First District Representative Democrat Tim Walz attended the signing, standing directly behind Obama.
Walz shepherded the bill through Congress. Support for the bill followed a "60 Minutes" expose. The bill passed by overwhelming majorities in the House and Senate.
Tim Walz, 1st Congressional District representative from Mankato, looks over President Barack Obama's shoulder as the president signs the STOCK Act into law.
(Associated Press photo by /Carolyn Kaster)
"I'm really pleased we could get this bill all the way into law," said Walz, "[To be at the signing] was a great honor for me. It did feel a bit bizarre to be standing right there with president and the vice president next to me."
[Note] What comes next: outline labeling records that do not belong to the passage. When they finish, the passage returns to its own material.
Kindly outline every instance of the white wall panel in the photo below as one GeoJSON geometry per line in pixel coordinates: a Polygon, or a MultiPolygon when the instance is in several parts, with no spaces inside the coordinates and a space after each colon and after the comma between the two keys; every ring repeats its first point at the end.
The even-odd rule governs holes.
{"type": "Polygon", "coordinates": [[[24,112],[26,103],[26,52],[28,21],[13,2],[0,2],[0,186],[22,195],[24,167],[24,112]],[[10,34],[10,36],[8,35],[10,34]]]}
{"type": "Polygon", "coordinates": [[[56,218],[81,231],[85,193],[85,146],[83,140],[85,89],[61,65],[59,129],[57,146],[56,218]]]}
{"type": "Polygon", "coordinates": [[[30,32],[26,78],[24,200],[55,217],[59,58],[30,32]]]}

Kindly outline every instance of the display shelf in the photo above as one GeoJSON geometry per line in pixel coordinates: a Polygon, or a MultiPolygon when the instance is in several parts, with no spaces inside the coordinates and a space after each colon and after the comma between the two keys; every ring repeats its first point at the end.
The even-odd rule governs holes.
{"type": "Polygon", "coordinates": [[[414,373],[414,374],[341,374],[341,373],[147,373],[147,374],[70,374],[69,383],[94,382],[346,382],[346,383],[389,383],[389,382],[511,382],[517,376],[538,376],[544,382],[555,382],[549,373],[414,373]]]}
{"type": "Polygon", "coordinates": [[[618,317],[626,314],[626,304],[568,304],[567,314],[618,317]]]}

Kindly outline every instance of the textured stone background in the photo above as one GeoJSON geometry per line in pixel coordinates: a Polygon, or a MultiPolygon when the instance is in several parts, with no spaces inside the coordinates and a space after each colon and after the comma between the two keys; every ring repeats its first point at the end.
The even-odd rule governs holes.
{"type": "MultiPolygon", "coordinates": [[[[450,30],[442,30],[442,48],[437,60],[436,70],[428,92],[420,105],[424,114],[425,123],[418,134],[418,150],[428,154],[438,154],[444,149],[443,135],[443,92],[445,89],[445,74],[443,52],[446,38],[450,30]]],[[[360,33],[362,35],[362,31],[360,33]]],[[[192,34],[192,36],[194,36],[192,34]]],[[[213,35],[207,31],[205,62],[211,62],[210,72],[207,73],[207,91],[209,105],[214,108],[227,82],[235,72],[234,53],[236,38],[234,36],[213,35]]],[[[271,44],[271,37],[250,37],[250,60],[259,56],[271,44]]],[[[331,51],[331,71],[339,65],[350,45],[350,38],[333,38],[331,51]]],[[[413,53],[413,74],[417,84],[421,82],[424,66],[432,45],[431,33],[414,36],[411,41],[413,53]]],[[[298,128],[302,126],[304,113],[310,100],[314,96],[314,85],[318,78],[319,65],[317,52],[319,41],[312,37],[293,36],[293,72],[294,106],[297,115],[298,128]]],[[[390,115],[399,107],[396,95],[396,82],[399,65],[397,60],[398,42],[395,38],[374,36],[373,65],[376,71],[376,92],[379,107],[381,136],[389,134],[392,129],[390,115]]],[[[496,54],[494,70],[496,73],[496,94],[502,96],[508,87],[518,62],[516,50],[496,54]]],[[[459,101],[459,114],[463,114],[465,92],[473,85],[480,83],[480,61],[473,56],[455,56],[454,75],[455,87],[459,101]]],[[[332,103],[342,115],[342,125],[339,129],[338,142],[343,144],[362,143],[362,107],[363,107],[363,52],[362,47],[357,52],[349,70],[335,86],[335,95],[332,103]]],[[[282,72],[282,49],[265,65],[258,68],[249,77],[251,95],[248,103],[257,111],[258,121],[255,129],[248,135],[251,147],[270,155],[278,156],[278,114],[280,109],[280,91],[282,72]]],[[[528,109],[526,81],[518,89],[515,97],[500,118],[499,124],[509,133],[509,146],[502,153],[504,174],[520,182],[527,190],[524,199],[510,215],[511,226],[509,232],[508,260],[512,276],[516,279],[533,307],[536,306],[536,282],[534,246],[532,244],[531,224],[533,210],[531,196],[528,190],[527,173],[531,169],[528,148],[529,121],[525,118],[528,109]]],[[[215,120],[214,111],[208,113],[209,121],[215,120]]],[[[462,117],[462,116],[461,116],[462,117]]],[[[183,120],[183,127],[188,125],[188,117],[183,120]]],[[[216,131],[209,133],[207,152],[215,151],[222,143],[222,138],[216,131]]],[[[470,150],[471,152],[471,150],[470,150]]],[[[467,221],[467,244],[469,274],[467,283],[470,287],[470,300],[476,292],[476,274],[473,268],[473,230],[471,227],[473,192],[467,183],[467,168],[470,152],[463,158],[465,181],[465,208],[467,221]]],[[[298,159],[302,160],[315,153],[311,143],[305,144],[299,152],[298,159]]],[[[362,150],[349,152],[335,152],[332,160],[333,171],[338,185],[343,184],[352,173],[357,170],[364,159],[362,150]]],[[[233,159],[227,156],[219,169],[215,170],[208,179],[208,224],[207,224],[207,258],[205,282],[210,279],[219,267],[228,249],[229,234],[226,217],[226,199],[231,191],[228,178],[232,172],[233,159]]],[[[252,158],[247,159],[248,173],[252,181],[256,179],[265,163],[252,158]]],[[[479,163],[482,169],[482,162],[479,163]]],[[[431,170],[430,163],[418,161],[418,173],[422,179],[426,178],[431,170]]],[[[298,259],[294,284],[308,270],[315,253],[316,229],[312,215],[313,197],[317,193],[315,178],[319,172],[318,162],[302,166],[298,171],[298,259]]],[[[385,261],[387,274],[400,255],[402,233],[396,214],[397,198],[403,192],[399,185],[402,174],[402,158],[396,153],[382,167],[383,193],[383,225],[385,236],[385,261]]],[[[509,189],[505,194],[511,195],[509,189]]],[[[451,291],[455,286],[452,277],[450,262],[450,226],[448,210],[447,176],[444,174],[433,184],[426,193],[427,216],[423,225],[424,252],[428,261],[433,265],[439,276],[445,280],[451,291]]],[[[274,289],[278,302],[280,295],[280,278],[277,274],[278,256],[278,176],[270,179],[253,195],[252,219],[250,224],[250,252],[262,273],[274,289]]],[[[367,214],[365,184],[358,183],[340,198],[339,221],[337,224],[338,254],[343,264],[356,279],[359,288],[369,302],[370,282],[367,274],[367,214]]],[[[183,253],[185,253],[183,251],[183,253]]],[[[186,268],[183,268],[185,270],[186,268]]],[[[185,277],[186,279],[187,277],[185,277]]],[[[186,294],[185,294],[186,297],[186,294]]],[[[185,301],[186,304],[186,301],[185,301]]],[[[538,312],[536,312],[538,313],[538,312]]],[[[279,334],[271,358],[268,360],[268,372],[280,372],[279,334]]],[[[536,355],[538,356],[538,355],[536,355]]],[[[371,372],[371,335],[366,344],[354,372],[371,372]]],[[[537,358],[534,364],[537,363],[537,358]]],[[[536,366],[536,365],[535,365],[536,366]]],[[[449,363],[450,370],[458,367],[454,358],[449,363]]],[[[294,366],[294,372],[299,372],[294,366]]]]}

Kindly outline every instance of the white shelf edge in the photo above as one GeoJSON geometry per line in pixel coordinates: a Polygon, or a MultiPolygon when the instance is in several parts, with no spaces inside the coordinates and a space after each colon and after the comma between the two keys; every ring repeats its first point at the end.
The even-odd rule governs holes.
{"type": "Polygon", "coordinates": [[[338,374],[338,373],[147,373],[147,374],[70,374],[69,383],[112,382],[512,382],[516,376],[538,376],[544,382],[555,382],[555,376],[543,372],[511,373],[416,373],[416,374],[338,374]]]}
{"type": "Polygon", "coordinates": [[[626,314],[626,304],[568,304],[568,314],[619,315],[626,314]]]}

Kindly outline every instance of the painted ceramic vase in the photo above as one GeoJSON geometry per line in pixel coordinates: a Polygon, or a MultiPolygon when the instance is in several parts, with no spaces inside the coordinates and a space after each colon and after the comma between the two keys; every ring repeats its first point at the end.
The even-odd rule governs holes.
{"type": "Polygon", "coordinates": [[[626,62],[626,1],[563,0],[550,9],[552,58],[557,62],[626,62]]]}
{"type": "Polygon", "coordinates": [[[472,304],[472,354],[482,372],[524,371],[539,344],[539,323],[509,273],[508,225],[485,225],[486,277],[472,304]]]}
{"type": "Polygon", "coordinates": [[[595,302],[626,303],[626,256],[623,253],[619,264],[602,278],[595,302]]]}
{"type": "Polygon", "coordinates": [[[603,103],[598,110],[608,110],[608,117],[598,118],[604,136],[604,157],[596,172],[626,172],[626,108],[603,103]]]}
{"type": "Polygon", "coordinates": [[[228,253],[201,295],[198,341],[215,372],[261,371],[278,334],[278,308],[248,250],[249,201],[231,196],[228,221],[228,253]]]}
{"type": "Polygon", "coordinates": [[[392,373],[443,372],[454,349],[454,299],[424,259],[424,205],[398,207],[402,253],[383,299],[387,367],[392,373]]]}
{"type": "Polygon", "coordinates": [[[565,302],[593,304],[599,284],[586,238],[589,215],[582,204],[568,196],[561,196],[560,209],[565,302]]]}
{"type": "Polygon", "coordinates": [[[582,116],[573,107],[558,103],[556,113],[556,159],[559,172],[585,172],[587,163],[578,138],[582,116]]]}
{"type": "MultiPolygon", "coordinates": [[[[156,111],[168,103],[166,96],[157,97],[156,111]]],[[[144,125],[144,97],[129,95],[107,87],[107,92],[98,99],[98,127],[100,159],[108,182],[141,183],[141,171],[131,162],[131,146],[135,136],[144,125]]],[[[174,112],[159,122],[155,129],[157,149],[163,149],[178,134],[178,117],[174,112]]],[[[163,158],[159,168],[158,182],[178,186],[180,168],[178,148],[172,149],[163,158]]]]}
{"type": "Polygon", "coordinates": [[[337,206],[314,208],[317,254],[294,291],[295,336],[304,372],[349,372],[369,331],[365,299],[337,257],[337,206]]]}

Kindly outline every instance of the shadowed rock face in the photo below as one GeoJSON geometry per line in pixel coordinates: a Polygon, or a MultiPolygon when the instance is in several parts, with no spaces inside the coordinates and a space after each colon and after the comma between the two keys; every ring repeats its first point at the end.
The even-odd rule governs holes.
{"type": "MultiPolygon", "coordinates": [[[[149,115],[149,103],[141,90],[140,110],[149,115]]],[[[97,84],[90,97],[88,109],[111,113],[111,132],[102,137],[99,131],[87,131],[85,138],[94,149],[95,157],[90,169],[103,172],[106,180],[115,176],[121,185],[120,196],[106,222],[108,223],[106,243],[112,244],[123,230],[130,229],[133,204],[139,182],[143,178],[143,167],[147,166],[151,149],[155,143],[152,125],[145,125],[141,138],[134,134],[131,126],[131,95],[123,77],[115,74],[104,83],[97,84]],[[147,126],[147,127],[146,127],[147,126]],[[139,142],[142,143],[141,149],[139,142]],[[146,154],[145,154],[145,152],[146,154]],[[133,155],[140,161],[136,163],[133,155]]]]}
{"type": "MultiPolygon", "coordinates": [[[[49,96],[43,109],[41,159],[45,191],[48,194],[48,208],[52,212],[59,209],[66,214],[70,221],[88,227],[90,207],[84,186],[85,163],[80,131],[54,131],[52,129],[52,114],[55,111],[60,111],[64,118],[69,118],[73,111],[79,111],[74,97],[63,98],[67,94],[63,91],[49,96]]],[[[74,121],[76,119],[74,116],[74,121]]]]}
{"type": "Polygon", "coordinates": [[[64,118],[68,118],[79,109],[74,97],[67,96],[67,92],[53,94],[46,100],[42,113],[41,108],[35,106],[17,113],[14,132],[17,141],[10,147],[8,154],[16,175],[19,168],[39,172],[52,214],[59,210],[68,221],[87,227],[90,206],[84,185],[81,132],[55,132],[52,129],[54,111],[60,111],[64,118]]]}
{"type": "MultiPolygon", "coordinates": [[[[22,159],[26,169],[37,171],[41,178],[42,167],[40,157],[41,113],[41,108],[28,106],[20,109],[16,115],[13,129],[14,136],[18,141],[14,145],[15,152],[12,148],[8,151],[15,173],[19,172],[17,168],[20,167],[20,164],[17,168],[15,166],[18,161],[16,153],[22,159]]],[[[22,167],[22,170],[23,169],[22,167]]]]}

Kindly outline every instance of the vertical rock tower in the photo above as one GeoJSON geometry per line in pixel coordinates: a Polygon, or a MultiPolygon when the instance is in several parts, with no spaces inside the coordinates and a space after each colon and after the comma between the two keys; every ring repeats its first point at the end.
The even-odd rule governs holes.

The STOCK Act makes it illegal for members of Congress, their staff, the executive branch and other federal employees to use non-public information they learn in their jobs to profit in the stock market. The bill also requires members of Congress, the president, vice president and senior congressional and executive branch employees to report any sale or exchange of stock, bonds and other commodities in excess of $1,000 within 30 to 45 days. The law also has language that prohibits bonuses for executives at Fannie Mae and Freddie Mac.
"Hopefully this is one step closer to restoring the public's faith in Congress," said Walz.
One piece of unfinished business from the STOCK Act is how Congress will deal with political intelligence firms.
Political intelligence firms are organizations that communicate with lawmakers to learn information, sometimes non-public information, and sell what they learn to investment entities.
The original version of the STOCK Act attempted to regulate these entities. When concerns over the regulation's wording emerged, the provision on dealing with the firms was stripped out to guarantee the core bill's passage.
However, the removal of the regulation was only allowed after compromise agreement to require a congressional study of political intelligence firms.
With the STOCK Act now law, the study must be conducted within exactly one year. Depending on the study's findings, it could lead to legislation dealing specifically with the firms.
Walz said he is working on a bill to introduce alongside the study, so that hearings can simultaneously be held on the subject. He hopes that his bill or study will see movement before the November elections, but he acknowledged that goal might be difficult to achieve.